Ditch your classic foam roller and release muscle tension with a sustainable cork roller.
- Reduce pain and release tension
- Improve posture and speed up recovery
- Made from 100% natural cork
- Antimicrobial, resists bacteria, germs and odours
- 100% Biodegradable
- Easy to carry to the gym, travels
- Longlasting and firm
Eco friendly roller perfect to assist in mobility and relieving muscle soreness
Using a cork roller is considered a form of self-massage and can produce many of the same benefits.
Rolling out your muscles has the ability to increase performance, cork rolling can also be used to relieve and reduce tension caused by daily stresses.
What does cork rolling muscles do?
Cork rolling breaks up adhesions, reduces stiffness, decreases soreness, increases blood flow and reduces tissue tension, leading to improved recovery and performance.
Studies have shown that rolling out your muscles does decrease tissue tension and can improve your range of movement, increasing your speed and flexibility. While there are many benefits to rolling out your muscles prior to or following a workout, studies have also shown that cork rolling can be used without affecting muscle performance and strength and may just be used as a cheaper method of soft tissue massage.

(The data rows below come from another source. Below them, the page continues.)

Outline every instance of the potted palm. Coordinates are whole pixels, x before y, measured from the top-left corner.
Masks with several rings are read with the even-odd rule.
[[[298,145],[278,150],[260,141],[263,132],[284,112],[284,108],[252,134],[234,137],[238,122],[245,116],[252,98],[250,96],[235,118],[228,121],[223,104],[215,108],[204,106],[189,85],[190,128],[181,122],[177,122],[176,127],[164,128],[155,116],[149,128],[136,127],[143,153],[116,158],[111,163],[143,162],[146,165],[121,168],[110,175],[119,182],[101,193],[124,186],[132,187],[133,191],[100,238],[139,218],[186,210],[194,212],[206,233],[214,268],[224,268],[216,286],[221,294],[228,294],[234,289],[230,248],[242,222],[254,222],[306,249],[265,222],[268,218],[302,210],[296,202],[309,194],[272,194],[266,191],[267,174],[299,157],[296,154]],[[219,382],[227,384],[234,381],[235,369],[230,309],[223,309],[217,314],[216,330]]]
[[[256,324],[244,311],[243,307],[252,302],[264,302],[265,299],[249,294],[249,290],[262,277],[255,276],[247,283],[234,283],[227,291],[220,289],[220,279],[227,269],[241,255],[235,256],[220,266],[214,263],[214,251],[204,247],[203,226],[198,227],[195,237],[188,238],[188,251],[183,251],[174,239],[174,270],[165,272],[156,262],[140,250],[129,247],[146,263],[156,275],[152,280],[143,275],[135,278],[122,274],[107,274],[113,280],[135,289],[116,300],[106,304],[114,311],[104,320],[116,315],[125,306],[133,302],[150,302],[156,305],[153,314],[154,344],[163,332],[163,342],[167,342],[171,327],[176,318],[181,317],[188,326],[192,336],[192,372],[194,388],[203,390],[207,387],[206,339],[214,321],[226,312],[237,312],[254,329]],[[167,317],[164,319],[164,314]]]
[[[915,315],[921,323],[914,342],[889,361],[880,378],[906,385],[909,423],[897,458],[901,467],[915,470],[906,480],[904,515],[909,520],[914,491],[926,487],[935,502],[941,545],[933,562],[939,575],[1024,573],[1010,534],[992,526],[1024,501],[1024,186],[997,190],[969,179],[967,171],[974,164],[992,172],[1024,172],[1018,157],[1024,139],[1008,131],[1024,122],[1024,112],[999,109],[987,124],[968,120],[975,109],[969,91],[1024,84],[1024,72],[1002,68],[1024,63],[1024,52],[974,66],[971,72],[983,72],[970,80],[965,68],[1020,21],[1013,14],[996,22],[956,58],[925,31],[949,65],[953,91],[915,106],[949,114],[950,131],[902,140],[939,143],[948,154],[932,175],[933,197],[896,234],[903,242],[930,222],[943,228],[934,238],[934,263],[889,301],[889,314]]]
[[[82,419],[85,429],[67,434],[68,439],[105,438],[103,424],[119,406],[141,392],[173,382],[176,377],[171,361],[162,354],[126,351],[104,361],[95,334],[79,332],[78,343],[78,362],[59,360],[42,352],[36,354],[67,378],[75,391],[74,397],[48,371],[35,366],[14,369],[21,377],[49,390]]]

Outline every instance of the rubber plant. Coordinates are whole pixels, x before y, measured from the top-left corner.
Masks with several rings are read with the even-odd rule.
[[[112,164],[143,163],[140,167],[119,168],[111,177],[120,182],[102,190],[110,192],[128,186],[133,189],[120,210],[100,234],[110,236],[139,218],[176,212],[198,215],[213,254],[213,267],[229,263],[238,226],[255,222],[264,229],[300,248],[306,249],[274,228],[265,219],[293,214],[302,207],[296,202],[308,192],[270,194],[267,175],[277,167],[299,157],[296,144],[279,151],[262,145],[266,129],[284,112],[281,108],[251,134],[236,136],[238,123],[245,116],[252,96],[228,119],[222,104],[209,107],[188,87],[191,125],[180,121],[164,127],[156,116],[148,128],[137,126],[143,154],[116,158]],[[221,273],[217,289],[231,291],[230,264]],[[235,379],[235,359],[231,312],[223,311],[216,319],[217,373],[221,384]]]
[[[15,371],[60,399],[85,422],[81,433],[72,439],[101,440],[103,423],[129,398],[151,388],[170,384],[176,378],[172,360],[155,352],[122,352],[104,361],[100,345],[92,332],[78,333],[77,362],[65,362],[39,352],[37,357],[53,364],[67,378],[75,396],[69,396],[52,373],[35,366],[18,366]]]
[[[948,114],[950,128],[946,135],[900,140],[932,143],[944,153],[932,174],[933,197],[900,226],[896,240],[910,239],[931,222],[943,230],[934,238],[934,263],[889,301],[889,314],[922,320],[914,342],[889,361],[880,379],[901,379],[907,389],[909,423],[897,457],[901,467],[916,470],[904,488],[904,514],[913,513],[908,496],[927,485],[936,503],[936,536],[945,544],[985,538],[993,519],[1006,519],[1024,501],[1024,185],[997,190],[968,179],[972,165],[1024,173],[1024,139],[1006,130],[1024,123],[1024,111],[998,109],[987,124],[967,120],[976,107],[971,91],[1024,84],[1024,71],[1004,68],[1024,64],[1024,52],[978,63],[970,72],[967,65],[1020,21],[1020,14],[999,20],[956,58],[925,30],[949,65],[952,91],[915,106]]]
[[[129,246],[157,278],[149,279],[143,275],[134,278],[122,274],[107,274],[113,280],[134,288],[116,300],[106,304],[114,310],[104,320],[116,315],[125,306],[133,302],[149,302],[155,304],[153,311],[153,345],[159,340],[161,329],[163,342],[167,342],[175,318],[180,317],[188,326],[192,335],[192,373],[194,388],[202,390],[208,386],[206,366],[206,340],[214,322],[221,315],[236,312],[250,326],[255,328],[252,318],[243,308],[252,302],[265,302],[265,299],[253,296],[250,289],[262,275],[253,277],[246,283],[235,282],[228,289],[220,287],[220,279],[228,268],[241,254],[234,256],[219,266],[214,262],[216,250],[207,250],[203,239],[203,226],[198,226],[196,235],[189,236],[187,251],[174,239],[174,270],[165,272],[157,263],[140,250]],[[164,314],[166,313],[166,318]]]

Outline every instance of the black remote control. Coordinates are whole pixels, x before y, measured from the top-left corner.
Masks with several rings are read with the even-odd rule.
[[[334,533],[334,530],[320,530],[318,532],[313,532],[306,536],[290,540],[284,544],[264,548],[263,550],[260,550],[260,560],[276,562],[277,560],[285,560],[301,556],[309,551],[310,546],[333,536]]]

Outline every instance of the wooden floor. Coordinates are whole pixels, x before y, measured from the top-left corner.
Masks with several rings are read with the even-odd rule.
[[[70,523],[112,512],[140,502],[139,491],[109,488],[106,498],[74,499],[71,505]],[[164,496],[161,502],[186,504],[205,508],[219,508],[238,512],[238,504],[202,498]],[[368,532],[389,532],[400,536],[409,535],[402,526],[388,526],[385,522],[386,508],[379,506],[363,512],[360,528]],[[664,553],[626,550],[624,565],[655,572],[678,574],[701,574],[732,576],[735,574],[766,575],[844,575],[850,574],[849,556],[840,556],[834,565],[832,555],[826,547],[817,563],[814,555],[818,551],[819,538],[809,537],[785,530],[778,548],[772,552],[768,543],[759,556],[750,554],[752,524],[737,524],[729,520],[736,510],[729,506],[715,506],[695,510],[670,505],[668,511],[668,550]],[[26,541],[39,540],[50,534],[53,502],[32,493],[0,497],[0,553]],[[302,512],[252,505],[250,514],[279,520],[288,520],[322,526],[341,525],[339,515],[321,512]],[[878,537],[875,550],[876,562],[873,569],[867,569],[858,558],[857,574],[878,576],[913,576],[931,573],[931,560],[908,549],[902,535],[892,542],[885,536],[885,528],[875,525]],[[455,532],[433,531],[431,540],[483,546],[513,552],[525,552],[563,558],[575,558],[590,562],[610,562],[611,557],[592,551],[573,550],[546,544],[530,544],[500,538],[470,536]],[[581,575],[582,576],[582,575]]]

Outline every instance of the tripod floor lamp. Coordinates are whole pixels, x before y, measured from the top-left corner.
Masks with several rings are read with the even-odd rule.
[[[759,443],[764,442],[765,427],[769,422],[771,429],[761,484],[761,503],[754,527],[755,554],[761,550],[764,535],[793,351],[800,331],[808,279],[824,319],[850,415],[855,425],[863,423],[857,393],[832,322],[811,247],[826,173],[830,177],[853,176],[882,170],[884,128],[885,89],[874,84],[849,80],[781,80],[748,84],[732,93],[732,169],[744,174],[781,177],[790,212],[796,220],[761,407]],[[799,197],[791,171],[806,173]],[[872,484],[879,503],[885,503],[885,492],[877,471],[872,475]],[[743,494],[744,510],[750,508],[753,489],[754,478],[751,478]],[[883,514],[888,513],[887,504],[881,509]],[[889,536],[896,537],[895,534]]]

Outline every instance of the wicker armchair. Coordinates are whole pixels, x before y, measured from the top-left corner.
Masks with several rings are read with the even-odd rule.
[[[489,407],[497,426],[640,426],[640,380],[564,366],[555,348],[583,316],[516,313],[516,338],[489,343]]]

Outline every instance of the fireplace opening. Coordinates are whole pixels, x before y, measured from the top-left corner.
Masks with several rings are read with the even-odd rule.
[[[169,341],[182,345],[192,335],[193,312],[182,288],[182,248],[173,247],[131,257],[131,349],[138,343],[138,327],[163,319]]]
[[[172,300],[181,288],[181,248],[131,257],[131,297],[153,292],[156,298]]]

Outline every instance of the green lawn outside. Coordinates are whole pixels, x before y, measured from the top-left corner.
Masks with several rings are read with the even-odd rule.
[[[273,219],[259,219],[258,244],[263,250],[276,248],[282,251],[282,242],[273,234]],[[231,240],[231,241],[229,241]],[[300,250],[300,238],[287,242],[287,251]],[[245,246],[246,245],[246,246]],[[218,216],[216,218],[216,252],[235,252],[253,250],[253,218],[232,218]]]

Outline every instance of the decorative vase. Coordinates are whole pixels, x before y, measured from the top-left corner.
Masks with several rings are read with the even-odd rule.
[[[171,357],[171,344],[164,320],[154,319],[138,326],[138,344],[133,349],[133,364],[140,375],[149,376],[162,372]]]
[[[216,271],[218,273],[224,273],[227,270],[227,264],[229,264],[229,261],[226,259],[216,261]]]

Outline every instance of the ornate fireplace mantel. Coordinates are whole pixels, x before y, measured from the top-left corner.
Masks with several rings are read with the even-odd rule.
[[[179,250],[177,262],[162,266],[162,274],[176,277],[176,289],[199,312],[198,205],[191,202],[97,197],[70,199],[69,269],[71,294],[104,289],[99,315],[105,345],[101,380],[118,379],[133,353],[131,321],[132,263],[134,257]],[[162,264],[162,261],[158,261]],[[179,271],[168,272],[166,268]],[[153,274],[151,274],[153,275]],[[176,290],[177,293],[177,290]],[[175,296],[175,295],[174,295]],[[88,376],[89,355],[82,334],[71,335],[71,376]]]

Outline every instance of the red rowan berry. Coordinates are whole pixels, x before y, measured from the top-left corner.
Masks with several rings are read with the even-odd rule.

How often should you cork roll?
Cork rolling can be done on a daily basis on any muscle group. It’s most effective when it’s utilised on a consistent basis. Roll out before exercising to reduce muscle tension and increase blood flow, and following exercise to limit the amount of muscle soreness and stiffness. If you struggle with sleep due to aches, cork rolling prior to bedtime may decrease the stress and tension from the day to aid in getting a better night's sleep.
Some areas may be tender, but by targeting a specific muscle for five to 30 seconds, you should feel the tenderness of the area dissipate. It’s not advised to roll over known injuries or joint areas without a qualified medical professional’s permission.
How can I keep my muscles healthy after a cork rolling session?
This practice only produces temporary effects on the muscles and is only one aspect of keeping your tissue healthy. For long-term changes, I recommend movement and strength work. To help improve your performance and muscle recovery time, it’s necessary to be consistent with movement, drink plenty of water, get adequate sleep, and eat healthy and nutritious foods.